Business process management is the practice of aligning goals and processes as businesses evolve. BPM software helps organizations define the steps required to carry out a business task, mapping these definitions to existing processes and then streamlining or improving these processes so that the steps are taken more efficiently.

Business processes are the key to the way that almost every company operates. That’s because they are the blueprints that are followed to achieve all kinds of business functions, and they enable the different parts of the organization to work together and to interact with suppliers and customers.

That being the case, it’s not hard to see that a company can only be as flexible, efficient and agile as its business processes interacting with each other.
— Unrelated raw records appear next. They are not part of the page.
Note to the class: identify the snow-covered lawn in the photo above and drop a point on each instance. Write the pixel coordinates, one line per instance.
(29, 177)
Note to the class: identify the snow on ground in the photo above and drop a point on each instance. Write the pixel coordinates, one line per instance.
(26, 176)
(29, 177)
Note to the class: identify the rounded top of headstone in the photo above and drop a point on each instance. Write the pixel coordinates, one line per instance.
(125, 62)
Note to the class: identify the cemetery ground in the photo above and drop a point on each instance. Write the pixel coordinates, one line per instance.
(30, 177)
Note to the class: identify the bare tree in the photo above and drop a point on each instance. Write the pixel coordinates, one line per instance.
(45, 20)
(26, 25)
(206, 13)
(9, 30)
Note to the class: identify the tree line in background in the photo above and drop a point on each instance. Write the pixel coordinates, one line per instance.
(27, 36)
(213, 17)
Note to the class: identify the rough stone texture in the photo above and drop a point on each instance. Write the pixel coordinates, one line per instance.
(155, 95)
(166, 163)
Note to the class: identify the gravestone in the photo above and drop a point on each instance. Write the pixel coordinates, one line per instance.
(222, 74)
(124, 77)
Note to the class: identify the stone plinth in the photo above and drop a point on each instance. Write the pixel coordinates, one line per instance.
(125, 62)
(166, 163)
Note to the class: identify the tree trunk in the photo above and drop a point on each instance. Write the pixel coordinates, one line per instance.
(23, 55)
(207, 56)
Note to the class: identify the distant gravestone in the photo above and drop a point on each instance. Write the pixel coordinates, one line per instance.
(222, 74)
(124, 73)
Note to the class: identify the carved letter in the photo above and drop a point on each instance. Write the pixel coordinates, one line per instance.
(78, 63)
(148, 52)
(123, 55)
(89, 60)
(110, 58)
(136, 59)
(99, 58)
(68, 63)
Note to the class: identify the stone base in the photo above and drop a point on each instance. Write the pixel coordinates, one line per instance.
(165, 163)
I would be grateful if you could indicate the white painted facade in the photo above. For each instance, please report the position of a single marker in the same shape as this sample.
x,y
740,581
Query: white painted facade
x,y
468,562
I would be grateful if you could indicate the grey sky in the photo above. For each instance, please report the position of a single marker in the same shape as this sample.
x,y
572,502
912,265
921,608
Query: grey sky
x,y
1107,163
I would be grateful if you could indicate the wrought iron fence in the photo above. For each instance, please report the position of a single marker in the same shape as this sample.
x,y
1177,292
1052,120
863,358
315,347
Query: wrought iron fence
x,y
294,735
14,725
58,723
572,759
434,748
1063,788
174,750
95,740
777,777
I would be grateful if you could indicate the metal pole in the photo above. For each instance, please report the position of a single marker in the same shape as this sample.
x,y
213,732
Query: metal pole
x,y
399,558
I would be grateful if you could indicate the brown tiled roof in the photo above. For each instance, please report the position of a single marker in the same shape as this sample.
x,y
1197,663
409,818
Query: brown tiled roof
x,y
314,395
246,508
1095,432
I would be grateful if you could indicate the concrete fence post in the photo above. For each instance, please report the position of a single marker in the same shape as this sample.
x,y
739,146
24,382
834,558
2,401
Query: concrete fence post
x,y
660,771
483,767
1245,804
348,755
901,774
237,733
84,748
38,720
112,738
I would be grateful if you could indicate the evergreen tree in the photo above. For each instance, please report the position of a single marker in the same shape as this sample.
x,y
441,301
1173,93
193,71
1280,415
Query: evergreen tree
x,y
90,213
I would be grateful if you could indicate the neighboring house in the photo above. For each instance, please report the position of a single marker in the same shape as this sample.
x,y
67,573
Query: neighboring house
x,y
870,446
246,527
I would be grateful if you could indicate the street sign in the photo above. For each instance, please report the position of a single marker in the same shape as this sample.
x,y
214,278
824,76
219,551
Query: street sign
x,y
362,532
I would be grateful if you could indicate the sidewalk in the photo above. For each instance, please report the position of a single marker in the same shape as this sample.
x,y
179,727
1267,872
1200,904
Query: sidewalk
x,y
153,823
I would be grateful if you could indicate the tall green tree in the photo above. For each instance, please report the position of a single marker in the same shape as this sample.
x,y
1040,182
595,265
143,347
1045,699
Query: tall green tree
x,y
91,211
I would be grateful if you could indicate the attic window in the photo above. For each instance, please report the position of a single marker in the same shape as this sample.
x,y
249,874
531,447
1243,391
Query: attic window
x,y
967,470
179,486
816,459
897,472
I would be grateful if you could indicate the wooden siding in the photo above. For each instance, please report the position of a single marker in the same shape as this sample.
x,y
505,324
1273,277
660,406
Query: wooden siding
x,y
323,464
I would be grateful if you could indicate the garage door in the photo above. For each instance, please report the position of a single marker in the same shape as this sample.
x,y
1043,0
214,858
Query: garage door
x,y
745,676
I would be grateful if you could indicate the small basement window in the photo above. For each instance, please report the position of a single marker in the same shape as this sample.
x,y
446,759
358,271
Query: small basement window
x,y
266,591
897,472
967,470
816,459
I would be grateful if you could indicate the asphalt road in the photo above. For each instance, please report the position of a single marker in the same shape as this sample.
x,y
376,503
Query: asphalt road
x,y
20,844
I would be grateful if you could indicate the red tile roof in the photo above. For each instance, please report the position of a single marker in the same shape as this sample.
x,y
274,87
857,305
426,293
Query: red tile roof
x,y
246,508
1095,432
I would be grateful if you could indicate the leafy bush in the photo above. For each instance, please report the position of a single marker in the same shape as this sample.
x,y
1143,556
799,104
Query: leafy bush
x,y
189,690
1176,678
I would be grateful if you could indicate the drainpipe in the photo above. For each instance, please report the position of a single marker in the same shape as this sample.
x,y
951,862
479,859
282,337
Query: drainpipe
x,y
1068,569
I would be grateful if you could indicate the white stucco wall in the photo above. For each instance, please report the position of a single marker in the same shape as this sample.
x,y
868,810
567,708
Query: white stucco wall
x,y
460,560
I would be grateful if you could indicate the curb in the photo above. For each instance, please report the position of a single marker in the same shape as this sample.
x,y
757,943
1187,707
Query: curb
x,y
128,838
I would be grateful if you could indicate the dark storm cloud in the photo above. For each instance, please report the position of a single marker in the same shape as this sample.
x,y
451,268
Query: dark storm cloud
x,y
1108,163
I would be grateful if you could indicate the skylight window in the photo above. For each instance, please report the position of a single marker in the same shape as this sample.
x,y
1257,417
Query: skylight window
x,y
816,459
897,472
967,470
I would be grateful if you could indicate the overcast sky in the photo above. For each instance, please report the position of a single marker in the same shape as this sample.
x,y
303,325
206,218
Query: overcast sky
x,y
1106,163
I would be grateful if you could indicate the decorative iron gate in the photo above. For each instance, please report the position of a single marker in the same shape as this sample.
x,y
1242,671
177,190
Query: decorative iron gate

Here’s the problem: Many companies develop business processes in isolation from other processes they interact with, or worse, they don’t “develop” business processes at all. In many cases, processes simply come into existence as “the way things have always been done,” or because software systems dictate them. As a result, many companies are hampered by their processes, and will continue to be so until those processes are optimized.

What is BPM in IT? It’s more than cutting costs

It’s important to remember that businesses are dynamic, so their goals and processes are continually evolving. For that reason, business process management should be thought of as a continuous practice rather than a one-off event – prompting some people to suggest that it would be better named “business process improvement.”

In the past, the focus of BPM was to achieve cost savings, add efficiencies and increase value to businesses. But in the last year or so that’s changed, according to Rob Koplowitz, a principal analyst at Forrester Research.  “BPM priorities have overwhelmingly shifted to customers,” he says in the report BPM Platforms for Digital Automation. “Organizations considering BPM initiatives are doing so to serve customers, not cut costs. Increasingly, BPM and process change are focusing on facilitating cross-channel collaboration among employees, customers, partners, and ‘things,'” he says.

To give you an idea of the shifting priorities, a February 2017 Forrester report looking at which business processes BPM users are re-engineering found that 64 percent are looking at customer servicing and 52 percent at customer on-boarding, while just 26 percent are looking at supply chain and partner-facing and 25 percent accounting and financial.